The Timeliness of SCORM 2.0 Discussions
Last Friday, I submitted two white papers forged with considerable ideas and suggestions from professional colleagues (Tom King), fellow professionals (Ethan Estes and Steve Flowers), and new colleagues from around the world (Martin Ebner).
Like Philip Hutchinson, I began the efforts with a serious attempt to produce a formal and very “serious” (read: academic) body of work. I additionally tried to take an informal, yet collaborative approach to writing the papers through the use of Google Docs. Like Philip, even though I turned in my papers on time, I don’t know that I got it all written exactly as I want to express my thoughts. Without ample review of the papers prior to their submission, I must accept that they’re conversation starters (hopefully), and that the discussion that should follow will take the initial ideas proposed and give them life and definition.
My papers are here:
- SCORM 2.0 Content Authoring Standards & Services
- Engagement, Collaboration and Community in SCORM 2.0
Ironically (or just coincidentally depending on whether you’re a fan of Alannis Morrisette or not), the transparent and completely open formation of what is to become SCORM 2.0 is happening at the same time as we learn about the dissolution of the ECMAScript group and the CSS-WG in the W3C. Plenty of good discussions of what went down here, here, here and here.

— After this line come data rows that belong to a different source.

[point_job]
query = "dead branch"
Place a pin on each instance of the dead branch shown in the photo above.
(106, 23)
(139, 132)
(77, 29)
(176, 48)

It’s pretty crazy to me that all the reasons being cited as to why these two groups fell apart all boil down to similar root causes:
- Trying to take on too much by doing innovation by committee instead of codifying exemplars of best practice.
- Working behind closed doors.
- Losing the “vision.”
At least, that’s how I see it.
Managing that level of response is proving to be challenging. The rewards, however, are so worthwhile. Each member of the Program Committee has a “Bird Dog” — which means we have a paper we’re going to actively promote and raise awareness to. I have ten (they’re small ones — like a page each). That also means ten times the discussion (suckas!!!)
We’re going to swipe at these white papers by tagging each of our bird dogs to help us wrangle them into the requirements that will ultimately come together at the SCORM 2.0 Workshop in October (see the LETSI site for details — I’ll be there). The first stab we’re going to take is tagging a paper as proposing a SCORM “evolution” or “revolution.” It may seem simplistic, but we have to get a handle on the wide scope of ideas by starting to categorize them.
- Evolution - SCORM looks like relatively the same animal as before. It has the about the same scope and it solves very similar problems, but perhaps in new and innovative ways.
- Revolution - SCORM is a new beast entirely. It tackles new problems, increases the scope or completely changes the conceptual model.